With that, let me get started. As highlighted on page one of the investor presentation, net investment income for the quarter ended September 30 with $6.5 million or $0.30 a share, as compared to $6 million or $0.28 a share for the quarter ended June 30.

The increase in net investment income was driven by both an increase in our weighted average earning investments of $15.1 million and an increase in our weighted average net investment spread of 20 basis points.

If we look at net increase and net assets or what I think of as net income for the quarter ended September 30, it was $3 million or $0.14 a share as compared to $6.5 million or $0.31 a share for the quarter ended June 30.
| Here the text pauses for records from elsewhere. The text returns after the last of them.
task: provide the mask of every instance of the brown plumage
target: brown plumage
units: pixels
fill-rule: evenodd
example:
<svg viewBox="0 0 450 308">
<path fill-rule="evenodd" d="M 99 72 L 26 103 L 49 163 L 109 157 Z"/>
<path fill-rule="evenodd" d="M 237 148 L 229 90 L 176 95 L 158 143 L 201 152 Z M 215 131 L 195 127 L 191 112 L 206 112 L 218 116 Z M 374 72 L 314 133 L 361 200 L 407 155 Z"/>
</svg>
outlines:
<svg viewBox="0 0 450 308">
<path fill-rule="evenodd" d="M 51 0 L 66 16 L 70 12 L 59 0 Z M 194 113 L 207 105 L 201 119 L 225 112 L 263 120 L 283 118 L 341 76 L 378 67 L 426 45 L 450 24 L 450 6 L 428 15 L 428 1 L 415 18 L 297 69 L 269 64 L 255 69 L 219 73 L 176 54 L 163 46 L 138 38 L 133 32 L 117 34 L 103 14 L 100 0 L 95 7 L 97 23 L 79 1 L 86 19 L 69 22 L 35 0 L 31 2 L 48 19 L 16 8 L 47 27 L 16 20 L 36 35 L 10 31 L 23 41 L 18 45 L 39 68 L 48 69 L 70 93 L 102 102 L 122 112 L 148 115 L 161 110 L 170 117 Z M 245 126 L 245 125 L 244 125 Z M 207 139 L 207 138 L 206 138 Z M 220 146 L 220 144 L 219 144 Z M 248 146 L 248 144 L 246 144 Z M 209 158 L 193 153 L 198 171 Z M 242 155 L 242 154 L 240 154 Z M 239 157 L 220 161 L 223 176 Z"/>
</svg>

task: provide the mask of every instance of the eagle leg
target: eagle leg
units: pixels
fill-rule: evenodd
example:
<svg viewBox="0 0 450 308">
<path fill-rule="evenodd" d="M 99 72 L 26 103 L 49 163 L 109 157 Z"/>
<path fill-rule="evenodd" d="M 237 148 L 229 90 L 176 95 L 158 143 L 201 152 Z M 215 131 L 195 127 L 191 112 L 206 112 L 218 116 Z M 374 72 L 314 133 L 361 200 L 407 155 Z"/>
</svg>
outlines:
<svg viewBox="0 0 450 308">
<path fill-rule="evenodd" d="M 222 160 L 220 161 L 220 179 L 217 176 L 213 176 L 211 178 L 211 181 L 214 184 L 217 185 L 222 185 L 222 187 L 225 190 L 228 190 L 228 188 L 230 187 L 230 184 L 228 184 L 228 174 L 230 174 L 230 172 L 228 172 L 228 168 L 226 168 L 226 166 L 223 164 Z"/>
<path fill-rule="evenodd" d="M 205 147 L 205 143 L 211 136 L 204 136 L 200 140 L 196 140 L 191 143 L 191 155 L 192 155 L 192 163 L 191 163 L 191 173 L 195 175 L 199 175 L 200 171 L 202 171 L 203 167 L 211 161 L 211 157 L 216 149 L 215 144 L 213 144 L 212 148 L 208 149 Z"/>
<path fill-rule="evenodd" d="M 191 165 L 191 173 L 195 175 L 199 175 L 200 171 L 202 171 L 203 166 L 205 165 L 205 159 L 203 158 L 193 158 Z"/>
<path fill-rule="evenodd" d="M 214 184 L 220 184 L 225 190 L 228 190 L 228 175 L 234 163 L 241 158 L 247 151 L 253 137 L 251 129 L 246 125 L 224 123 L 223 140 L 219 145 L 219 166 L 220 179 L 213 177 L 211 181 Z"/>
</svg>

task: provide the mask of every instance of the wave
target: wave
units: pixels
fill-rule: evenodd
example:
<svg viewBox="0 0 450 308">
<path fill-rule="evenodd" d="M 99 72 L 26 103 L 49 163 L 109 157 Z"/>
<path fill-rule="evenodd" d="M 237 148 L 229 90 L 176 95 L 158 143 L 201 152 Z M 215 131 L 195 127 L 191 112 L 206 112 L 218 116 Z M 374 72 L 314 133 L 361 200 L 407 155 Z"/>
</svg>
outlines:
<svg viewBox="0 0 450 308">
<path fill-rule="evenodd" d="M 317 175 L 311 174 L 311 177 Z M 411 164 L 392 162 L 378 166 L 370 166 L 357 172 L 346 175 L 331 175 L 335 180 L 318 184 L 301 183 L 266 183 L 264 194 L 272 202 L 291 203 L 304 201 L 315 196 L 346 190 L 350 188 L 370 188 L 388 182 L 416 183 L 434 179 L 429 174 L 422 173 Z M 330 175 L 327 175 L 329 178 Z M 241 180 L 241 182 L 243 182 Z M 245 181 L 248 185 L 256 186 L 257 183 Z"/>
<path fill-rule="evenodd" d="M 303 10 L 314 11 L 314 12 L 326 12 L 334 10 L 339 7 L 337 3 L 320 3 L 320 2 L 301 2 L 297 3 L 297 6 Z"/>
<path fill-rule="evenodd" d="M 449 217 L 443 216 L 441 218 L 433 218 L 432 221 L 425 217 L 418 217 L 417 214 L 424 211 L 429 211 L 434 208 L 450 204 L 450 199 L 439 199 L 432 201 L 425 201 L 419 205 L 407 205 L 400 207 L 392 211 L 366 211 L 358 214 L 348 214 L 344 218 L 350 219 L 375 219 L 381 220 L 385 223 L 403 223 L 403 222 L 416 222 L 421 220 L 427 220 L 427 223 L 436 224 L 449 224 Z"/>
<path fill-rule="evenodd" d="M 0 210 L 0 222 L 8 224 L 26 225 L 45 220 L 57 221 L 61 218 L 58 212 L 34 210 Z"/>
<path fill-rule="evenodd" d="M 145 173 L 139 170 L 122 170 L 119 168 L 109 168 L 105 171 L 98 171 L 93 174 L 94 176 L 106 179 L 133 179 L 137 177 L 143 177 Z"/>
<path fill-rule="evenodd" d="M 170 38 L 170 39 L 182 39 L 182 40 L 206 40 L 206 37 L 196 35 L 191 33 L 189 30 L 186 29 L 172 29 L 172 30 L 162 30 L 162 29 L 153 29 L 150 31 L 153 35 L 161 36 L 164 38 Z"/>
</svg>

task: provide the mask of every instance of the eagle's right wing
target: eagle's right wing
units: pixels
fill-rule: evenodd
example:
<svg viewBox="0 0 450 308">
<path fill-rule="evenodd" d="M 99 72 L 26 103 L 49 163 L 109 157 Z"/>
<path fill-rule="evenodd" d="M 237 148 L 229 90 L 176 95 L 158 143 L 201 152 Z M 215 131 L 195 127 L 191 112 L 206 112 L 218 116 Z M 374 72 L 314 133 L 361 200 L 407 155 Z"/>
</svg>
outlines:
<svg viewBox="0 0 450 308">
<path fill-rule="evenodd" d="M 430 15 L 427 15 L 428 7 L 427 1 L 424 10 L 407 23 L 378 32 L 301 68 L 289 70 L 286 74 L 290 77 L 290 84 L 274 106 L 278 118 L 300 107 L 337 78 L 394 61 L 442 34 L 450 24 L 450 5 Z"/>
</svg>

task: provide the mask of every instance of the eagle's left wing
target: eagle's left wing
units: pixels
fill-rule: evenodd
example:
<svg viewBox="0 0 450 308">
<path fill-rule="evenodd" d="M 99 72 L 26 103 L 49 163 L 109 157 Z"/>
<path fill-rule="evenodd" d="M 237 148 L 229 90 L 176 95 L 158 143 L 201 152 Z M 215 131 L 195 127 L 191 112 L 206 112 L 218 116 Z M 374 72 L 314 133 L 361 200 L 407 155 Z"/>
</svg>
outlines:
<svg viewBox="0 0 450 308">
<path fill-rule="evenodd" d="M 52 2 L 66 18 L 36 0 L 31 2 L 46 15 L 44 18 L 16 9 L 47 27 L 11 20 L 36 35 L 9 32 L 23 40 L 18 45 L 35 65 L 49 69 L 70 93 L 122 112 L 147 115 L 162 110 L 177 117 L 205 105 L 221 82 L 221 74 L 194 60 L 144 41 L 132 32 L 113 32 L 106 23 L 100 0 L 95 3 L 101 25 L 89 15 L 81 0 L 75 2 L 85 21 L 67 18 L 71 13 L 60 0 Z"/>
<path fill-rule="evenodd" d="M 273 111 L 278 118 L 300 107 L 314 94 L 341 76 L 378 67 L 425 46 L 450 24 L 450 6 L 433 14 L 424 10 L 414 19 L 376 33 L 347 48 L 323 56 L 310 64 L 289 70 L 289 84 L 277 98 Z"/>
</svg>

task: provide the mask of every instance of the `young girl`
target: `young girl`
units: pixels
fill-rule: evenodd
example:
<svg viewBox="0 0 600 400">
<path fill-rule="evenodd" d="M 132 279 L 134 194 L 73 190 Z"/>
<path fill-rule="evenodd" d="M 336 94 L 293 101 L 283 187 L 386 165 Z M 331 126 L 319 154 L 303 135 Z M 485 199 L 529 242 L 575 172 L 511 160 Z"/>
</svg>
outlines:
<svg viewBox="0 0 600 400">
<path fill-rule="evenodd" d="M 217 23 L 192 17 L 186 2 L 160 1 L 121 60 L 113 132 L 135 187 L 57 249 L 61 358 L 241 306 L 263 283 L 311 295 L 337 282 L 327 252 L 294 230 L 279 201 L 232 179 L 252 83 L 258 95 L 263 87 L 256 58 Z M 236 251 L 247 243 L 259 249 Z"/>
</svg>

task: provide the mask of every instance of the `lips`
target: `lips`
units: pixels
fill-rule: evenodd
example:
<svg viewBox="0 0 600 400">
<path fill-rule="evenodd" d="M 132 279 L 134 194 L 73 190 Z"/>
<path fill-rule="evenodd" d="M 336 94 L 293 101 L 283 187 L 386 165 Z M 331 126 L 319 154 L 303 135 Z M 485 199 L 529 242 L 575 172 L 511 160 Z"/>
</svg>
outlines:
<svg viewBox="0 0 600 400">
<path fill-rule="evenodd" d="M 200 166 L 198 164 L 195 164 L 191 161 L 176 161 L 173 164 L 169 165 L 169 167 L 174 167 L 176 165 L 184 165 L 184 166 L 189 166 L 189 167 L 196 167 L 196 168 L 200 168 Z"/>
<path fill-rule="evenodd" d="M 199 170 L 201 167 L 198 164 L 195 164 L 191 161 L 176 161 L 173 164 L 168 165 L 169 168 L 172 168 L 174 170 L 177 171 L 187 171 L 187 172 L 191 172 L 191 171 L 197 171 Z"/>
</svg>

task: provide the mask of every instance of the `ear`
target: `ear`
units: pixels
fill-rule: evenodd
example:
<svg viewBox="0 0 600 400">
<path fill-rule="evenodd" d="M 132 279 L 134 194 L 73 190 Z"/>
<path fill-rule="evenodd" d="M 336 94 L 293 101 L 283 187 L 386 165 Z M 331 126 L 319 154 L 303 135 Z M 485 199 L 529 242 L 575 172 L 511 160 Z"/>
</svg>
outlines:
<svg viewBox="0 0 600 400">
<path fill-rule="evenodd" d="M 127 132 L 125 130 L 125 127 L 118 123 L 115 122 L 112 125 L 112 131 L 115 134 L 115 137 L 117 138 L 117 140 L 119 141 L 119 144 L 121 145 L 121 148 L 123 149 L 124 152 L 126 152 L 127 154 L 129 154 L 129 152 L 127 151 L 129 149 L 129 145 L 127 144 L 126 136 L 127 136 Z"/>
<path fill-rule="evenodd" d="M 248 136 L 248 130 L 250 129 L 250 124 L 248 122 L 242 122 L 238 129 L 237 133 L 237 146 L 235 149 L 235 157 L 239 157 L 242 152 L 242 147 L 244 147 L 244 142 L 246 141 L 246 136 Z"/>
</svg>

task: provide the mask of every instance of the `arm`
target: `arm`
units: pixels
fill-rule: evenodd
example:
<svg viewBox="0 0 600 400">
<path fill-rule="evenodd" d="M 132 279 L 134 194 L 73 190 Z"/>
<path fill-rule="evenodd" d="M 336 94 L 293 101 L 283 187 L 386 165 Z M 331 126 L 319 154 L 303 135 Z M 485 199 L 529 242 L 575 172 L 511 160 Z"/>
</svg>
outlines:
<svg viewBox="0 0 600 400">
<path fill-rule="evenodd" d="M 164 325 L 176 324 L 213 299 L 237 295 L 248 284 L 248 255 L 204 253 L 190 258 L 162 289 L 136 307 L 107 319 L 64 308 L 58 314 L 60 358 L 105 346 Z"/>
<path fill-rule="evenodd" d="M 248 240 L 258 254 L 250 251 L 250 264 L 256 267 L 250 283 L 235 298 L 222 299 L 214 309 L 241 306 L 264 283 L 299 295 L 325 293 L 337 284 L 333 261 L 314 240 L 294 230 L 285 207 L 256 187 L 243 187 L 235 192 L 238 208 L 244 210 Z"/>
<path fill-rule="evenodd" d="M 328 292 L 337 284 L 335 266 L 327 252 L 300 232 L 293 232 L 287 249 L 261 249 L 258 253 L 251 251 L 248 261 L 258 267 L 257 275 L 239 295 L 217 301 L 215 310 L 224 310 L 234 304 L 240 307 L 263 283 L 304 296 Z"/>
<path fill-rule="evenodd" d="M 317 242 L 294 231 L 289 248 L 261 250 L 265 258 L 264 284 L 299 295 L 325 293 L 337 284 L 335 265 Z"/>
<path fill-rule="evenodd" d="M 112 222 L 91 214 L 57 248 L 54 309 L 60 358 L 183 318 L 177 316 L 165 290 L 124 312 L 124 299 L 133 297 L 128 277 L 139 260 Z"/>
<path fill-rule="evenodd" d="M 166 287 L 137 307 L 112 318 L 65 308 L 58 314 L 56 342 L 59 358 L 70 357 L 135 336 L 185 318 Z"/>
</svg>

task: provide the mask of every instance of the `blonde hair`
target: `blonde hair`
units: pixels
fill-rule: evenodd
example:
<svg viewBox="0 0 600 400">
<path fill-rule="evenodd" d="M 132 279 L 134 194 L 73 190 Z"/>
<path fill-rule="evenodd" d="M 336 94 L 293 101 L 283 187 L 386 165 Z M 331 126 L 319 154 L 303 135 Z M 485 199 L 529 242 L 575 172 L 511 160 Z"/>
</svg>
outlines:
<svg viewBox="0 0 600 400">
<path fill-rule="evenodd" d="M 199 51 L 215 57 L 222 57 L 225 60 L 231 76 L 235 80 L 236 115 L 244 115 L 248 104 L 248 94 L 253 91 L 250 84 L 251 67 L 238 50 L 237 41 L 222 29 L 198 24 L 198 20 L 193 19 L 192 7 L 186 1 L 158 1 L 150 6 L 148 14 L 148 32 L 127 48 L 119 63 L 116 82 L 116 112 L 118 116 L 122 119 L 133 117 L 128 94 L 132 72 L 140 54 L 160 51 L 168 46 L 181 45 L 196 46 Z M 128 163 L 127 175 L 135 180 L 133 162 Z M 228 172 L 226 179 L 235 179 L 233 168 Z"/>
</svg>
The decrease for the quarter ended September 30 was primarily a result of two factors. First was unrealized losses on investments of $1.8 million or $0.08 per share, which were caused by a combination of market yield adjustments and write-downs on two non-earning investments.

And the second factor was an unrealized loss of $1.7 million or $0.08 a share on the mark-to-market adjustments on the broadly syndicated bonds that are referenced in our total return swap. And I just want to highlight that the unrealized loss on the total returns swap has already partially reversed as of November 30. The appreciation on the total return swap is been roughly $1.4 million. So, $1.4 million of this $1.7 million loss in the September 30 quarter is already reversed.

Turning to page three of the investor presentation; new originations for the quarter totaled $60 million, that's down from $136 million in the June 30 quarter. We expected the decline, in fact, we talked about the expectation of a decline here in our last – in our call – earnings call. Originations were unusually high in the June 30 quarter. Prepayments also slowed during the quarter, and overall net fund's growth was $21 million for the quarter, about 5%.

As I've said in previous calls, one of our goals is to increase the percentage of investments in unitranche and junior debt in the portfolio and I’m pleased to report that we continue to make progress for that goal in the quarter ended September 30. Of our originations, 68% were in the unitranche product category and that allowed us to increase the overall percentage of unitranche investments in the portfolio from 35% of total investments at June 30 to 39% as of September 30. As I mentioned, our weighted average investments spread increased by 20 basis points this quarter in large part due to the shifting asset mix.

Given current market conditions, and I'm going to talk about this later, we continue to focus on unitranche investments. Having said that we have recently seen some compelling risk reward opportunities in subordinated debt and we closed several attractive sub-debt opportunities in the December 31 quarter. After Ross discusses the financial results in more detail, I'm going to come back and provide some additional color on new investment activity since the September 30 quarter-end.